This is what Mencius wrote:
"The Bull Mountain was once covered with lovely trees. But it is near the capital of a great state. People came with their axes and choppers; they cut the woods down, and the mountain has lost its beauty. Yet even so, the day air and the night air came to it, rain and dew moistened it. Here and there fresh sprouts began to grow. But soon cattle and sheep came along and browsed on them, and in the end the mountain became gaunt and bare, as it is now. And seeing it thus gaunt and bare, people imagine that it was woodless from the start.

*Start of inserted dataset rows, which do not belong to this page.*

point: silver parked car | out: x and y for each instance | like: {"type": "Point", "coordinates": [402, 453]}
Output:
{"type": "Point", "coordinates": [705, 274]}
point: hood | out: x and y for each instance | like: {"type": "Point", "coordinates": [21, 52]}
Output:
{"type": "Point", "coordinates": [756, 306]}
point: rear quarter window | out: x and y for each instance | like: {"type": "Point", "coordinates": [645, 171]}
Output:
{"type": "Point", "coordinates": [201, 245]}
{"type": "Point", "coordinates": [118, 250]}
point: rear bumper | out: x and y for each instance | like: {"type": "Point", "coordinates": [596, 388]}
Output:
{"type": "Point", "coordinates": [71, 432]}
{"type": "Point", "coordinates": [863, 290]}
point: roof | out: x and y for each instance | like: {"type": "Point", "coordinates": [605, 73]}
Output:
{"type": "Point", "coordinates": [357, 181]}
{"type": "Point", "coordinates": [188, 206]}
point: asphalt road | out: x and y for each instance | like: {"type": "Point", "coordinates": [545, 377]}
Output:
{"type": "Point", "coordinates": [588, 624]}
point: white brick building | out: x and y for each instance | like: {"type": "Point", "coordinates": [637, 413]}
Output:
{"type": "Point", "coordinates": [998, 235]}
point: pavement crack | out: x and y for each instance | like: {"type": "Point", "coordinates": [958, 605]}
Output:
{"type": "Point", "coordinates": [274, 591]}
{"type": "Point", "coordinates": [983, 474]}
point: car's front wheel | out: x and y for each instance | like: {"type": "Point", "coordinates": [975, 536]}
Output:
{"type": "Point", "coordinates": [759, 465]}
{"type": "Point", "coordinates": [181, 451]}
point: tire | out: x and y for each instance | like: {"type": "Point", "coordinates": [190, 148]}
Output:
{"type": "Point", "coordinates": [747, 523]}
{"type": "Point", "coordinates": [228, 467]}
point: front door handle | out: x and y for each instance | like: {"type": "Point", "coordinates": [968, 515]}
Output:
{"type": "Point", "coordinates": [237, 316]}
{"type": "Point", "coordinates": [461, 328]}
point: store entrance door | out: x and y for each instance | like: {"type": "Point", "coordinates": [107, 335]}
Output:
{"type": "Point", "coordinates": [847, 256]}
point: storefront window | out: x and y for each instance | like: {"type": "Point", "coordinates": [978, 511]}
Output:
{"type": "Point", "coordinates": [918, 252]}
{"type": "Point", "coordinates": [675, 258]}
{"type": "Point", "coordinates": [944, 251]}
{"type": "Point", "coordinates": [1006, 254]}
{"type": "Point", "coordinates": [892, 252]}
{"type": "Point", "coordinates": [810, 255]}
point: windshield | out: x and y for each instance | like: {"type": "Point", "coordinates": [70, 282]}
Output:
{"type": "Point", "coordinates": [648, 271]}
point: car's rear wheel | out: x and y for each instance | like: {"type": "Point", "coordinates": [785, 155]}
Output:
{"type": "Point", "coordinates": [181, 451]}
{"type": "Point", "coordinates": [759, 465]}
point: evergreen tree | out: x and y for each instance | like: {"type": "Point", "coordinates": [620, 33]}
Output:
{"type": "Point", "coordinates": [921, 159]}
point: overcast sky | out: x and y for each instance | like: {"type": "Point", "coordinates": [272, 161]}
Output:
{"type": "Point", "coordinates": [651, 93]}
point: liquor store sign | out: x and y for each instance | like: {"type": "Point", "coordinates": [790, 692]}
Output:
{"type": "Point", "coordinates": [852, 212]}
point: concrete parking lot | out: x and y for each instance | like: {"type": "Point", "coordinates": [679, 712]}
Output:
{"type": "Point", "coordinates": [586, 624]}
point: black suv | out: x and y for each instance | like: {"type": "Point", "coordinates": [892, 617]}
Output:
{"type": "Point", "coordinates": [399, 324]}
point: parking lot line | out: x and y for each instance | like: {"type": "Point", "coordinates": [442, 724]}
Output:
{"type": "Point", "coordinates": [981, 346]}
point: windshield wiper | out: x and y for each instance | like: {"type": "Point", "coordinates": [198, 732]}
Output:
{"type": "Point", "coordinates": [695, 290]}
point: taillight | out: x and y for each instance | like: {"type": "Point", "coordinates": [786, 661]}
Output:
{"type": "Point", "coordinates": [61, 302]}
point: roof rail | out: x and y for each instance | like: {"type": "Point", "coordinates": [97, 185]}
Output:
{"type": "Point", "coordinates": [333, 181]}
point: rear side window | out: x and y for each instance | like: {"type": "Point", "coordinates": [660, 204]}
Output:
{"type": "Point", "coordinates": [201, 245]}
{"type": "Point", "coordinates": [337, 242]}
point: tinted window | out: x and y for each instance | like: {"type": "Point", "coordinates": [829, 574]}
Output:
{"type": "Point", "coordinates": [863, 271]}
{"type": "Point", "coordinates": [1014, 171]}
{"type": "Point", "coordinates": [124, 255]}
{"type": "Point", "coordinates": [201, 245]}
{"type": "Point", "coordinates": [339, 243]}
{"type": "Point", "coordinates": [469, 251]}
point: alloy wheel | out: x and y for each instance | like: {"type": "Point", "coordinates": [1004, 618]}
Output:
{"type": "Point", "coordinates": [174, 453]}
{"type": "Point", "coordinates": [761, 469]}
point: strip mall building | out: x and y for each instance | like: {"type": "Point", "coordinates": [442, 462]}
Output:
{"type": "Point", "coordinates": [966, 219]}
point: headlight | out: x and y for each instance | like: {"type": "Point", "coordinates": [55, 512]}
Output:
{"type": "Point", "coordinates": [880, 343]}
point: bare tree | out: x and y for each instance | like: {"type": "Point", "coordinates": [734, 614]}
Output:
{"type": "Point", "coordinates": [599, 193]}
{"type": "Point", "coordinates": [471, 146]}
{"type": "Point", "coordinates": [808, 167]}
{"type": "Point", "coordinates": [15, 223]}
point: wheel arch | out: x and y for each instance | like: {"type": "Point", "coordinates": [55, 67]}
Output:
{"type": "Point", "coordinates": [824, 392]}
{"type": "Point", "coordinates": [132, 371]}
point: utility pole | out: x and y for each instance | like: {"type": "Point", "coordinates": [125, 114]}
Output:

Now just as the natural state of the mountain was quite different from what now appears, so too in every man (little though they may be apparent) there assuredly were once feelings of decency and kindliness; and if these good feelings are no longer there, it is that they have been tampered with, hewn down with axe and bill. As each day dawns, they are assailed anew. What chance then has our nature, any more than that mountain, of keeping its beauty? To us too, as to the mountain, comes the air of day, the air of night. Just at dawn, indeed, we have for the moment and in a certain degree a mood in which our promptings and aversions come near to being such as are proper to men. But something is sure to happen before the morning is over, by which these better feelings are either checked or else utterly destroyed. And in the end, when they have been checked again and again, the night air is no longer able to preserve them, and soon our feelings are as near as may be to those of beasts and birds; so that anyone might make the same mistake about us as about the mountain, and think that there was never any good in us from the very start. Yet assuredly our present state of feeling is not what we began with. Truly...'If rightly tended, no creature but thrives. If left untended, no creature but pines away'."Who among us is unaware of a person, or even an entire class of people, who are oppressed in their lives as those that Mencius referred to more than 2300 years ago?